I am using Libsvm for Matlab.

I would like to construct the model for a full circumscription of all training data (in the higher SVM-space). For this I assume all my training data is correct and has no outliers.

I generate random distributed data (which is likely to resemble my real-world data) and train an one-class SVM for it. When I predict the labels of that same data almost all the data points that are used as Support Vector are also considered to be outside the class. Is that correct behavior?

How can I construct a model for a SVM which considers all data to be in-class?

The following code gives an example. In the resulting scatterplot the blue circles are all the data points, the reds are support vectors used by the model and the green circles are for points that are outside. So, the empty red circles are support vectors but out-of-class.

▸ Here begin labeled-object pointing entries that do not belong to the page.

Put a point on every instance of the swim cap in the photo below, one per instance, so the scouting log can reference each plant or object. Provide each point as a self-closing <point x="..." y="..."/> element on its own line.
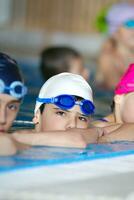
<point x="11" y="81"/>
<point x="65" y="83"/>
<point x="118" y="15"/>
<point x="126" y="83"/>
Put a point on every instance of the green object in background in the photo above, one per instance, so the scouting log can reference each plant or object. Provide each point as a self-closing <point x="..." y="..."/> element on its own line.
<point x="101" y="23"/>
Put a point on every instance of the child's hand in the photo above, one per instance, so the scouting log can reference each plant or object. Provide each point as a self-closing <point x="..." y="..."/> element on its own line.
<point x="7" y="145"/>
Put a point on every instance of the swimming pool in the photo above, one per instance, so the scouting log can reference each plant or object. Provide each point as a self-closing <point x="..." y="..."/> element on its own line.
<point x="66" y="173"/>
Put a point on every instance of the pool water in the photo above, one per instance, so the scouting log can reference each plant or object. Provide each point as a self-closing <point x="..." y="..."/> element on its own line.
<point x="38" y="156"/>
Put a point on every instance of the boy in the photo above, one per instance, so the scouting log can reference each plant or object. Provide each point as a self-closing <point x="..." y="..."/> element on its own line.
<point x="62" y="113"/>
<point x="12" y="90"/>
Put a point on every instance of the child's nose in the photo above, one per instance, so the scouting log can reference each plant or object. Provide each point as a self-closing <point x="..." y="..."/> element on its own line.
<point x="2" y="116"/>
<point x="71" y="123"/>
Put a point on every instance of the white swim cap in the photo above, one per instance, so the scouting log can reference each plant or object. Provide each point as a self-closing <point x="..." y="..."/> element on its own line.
<point x="65" y="83"/>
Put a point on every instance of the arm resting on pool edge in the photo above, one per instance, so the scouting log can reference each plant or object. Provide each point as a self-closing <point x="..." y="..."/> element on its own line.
<point x="125" y="132"/>
<point x="77" y="138"/>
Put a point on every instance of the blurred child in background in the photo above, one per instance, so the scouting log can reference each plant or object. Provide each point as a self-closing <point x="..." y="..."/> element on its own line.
<point x="118" y="51"/>
<point x="120" y="124"/>
<point x="12" y="91"/>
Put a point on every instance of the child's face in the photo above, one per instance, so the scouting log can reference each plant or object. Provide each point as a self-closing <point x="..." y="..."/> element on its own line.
<point x="126" y="36"/>
<point x="77" y="67"/>
<point x="9" y="107"/>
<point x="54" y="118"/>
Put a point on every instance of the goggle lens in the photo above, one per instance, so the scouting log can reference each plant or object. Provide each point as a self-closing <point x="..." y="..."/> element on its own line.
<point x="87" y="107"/>
<point x="68" y="101"/>
<point x="65" y="101"/>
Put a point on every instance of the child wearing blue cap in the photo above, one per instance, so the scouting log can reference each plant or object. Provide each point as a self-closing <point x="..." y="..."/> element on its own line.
<point x="62" y="114"/>
<point x="12" y="90"/>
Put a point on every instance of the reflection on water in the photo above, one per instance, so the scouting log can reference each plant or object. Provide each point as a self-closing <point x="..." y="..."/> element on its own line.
<point x="38" y="156"/>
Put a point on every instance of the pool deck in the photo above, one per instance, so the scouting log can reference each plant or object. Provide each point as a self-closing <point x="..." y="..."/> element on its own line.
<point x="111" y="178"/>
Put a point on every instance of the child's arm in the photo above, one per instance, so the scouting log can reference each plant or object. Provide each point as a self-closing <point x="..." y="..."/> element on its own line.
<point x="7" y="145"/>
<point x="124" y="132"/>
<point x="77" y="138"/>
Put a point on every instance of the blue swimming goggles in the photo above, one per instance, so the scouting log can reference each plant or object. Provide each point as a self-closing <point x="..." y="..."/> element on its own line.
<point x="66" y="102"/>
<point x="129" y="24"/>
<point x="16" y="89"/>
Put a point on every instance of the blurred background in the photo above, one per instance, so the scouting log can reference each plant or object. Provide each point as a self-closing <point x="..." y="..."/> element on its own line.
<point x="27" y="26"/>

I have tried to adjust the nu parameter (-n 0.5 as default), but that only changes the ratio of data points / support vectors. The support vectors are still most out-class.

data = normrnd(0,1,1000,2);
labels = ones(length(data),1);

% Construct one-class SVM with RDF kernel (Gaussian)
model = svmtrain(labels, data, '-s 2 -t 2');

% Use the same data for label prediction
[predicted_labels] = svmpredict(labels, data, model);
inside_indices = find(predicted_labels > 0);

figure; hold on;
% Scatterplot of all data, blue circles
scatter(data(:,1), data(:,2), 30, 'blue');

% Scatterplot of all support vectors, small red circles
scatter(model.SVs(:,1), model.SVs(:,2), 20, 'red');

% Scatterplot of all data inside the one-classs, small green circles
scatter(data(inside_indices,1), data(inside_indices,2), 10, 'green');

The resulting scatterplot: scatterplot example

Edit: I may have found a solution; the LIBSVM Tools contains an extension for "Support Vector Data Description", for "finding the smallest sphere containing all data": http://www.csie.ntu.edu.tw/~cjlin/libsvmtools/#libsvm_for_svdd_and_finding_the_smallest_sphere_containing_all_data

Edit2: Using the SVDD tool does make make any difference. I train with -s 5 but still I only get around 50% accuracy for the same data set.

My question still holds; How can I describe all data with an one-class SVM?

Best Answer

If you set the nu parameter to very small (-n 0.001) and set the gamma to small as well (-g 0.001) you will get almost all your training data being in your class.